An Incident by Anton Chekhov

Morning. Through the frosty lacework which covered the window-panes a host of bright sun-rays burst into the nursery. Vanya, a boy of six, with a nose like a button, and his sister Nina, aged four, curly-headed, chubby, and small for her age, awoke, and glared angrily at one another through the bars of their cots.

“Fie!” cried nurse. “For shame, children! All the good people have finished breakfast, and you can’t keep your eyes open….”

The sun-rays played merrily on the carpet, on the walls, on nurse’s skirt, and begged the children to play with them. But the children took no notice. They had awakened on the wrong side of their beds. Nina pouted, made a wry face, and drawled:

“Te-ea! Nurse, te-ea!”

Vanya frowned, and looked about for an opportunity to pick a quarrel and roar. He had just blinked his eyes and opened his mouth, when out of the diningroom rang mother’s voice:

“Don’t forget to give the cat milk; she has got kittens.”

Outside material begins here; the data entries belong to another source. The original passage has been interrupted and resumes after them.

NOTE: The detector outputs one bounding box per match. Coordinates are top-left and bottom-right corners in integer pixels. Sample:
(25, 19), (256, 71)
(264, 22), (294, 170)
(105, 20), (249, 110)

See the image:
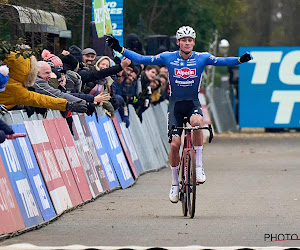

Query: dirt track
(0, 133), (300, 247)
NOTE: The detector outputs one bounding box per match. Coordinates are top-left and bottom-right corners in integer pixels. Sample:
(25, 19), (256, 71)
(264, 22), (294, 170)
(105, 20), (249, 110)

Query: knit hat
(60, 54), (78, 70)
(81, 48), (97, 55)
(42, 49), (63, 68)
(69, 45), (83, 63)
(0, 65), (9, 92)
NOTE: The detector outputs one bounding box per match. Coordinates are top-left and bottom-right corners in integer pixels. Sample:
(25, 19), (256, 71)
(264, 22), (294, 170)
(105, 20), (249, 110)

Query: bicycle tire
(186, 150), (196, 218)
(179, 157), (188, 216)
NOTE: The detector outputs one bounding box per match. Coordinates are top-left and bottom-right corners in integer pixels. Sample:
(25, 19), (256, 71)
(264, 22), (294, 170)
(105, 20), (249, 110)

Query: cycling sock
(194, 146), (203, 168)
(171, 166), (179, 186)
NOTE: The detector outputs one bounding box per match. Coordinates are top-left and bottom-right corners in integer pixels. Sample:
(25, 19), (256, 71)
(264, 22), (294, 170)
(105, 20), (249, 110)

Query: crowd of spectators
(0, 34), (169, 140)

Vanya and Nina lengthened their faces and looked questioningly at one another. Then both screamed, jumped out of bed, and, making the air ring with deafening yells, ran barefooted in their nightdresses into the kitchen.

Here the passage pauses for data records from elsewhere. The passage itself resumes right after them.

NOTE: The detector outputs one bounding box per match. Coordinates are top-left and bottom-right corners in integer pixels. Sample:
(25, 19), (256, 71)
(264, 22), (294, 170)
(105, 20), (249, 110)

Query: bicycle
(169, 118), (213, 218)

“The cat’s got kittens! The cat’s got kittens!” they screamed.

In the kitchen under a bench stood a small box, a box which Stepan used for coke when he lighted the stove. Out of this box gazed the cat. Her grey face expressed extreme exhaustion, her green eyes with their little black pupils looked languishing and sentimental. … From her face it was plain that to complete her happiness only one thing was lacking, and that was the presence of the father of her children, to whom she had given herself heart and soul. She attempted to mew, and opened her mouth wide, but only succeeded in making a hissing sound…. The kittens squealed.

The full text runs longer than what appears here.